Pour ceux qui ont la chance … d’avoir mon âge, les révolutions, les mutations, les bouleversements, les transformations ne sont pas terre inconnue. Cela fait trente ans au moins que notre vie professionnelle est marquée par ces accélérations de l’histoire, qui ont entrainé dans la société, donc chez nos clients, puis dans nos agences et bien sûr dans nos métiers de profonds changements. On évitera rétrospectivement de les classer comme au hit-parade, ou de leur accoler des superlatifs du type « la plus importante », « la plus impactante », « la plus historique » qui manqueraient d’éléments tangibles pour en appuyer l’objectivation. Chacune de ces révolutions nous a conduit à nous adapter ; parfois avec enthousiasme, parfois sous la contrainte.
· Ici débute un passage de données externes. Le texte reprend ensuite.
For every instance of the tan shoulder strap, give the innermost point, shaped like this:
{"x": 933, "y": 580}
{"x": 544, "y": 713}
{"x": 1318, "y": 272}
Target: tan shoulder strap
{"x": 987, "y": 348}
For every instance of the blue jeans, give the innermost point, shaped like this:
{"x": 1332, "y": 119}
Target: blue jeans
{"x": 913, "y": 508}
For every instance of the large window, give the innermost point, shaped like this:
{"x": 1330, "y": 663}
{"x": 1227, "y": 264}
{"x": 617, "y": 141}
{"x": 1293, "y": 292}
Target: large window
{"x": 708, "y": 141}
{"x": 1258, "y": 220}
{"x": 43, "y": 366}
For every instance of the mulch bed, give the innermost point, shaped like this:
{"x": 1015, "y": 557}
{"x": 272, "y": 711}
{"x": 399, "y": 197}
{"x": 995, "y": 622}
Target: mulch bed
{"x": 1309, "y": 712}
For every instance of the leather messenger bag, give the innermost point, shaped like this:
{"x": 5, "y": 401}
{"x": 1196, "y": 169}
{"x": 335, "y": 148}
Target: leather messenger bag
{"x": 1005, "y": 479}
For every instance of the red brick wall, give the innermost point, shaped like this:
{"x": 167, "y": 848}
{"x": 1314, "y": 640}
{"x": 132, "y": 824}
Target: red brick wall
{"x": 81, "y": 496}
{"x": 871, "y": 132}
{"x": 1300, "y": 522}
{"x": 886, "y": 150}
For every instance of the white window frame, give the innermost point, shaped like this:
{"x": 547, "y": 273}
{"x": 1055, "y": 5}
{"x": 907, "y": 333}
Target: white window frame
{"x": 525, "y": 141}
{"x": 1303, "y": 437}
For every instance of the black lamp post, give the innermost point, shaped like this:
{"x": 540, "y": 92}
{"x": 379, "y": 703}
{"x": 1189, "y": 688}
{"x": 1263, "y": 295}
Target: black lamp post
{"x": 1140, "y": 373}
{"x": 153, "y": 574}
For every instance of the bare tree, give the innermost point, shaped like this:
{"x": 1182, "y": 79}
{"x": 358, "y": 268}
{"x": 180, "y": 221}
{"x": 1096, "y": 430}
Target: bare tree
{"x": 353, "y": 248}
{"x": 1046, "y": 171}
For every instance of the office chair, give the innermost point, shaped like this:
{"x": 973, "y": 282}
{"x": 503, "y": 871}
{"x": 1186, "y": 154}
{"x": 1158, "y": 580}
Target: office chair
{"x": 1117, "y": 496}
La chute du mur de Berlin n’a pas seulement envoyé aux images d’archives le souvenir de la bipolarisation du monde et façonné une nouvelle Europe, mais a ouvert la porte à une mondialisation qui allait s’accélérer, bouleversant les équilibres économiques et la répartition des emplois dans le monde. Nouveaux marchés, nouvelles frontières pour nos clients, leurs priorités changeaient. Nous devions apprendre à penser « global ».
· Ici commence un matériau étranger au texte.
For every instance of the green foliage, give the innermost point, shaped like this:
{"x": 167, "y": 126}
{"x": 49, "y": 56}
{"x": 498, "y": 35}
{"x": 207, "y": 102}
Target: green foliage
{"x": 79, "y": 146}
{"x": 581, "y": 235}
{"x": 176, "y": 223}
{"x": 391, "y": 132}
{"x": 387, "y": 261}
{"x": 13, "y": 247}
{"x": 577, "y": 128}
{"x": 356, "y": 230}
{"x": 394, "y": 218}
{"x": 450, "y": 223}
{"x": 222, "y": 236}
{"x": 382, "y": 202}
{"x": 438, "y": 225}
La financiarisation est arrivée dans la foulée, mettant sous contrainte l’ensemble de l’économie. Notre bagage de communication « corporate » devait affronter au quotidien la place prise par la communication financière. Il fallait comprendre les marchés et leurs règles, les analyses sell-side et buy side, les put et les call, les « short ». Il fallait accepter que nos beaux communiqués de presse soient relus 23 fois par la finance et le juridique. Il nous a fallu surtout rythmer la communication sous la contrainte du court-terme, des publications trimestrielles et vivre avec la pression du cours de bourse qui s’affichait alors en permanence sur le bureau du dirigeant. Notre métier n’était plus le même. Notre territoire de communication n’était plus le même.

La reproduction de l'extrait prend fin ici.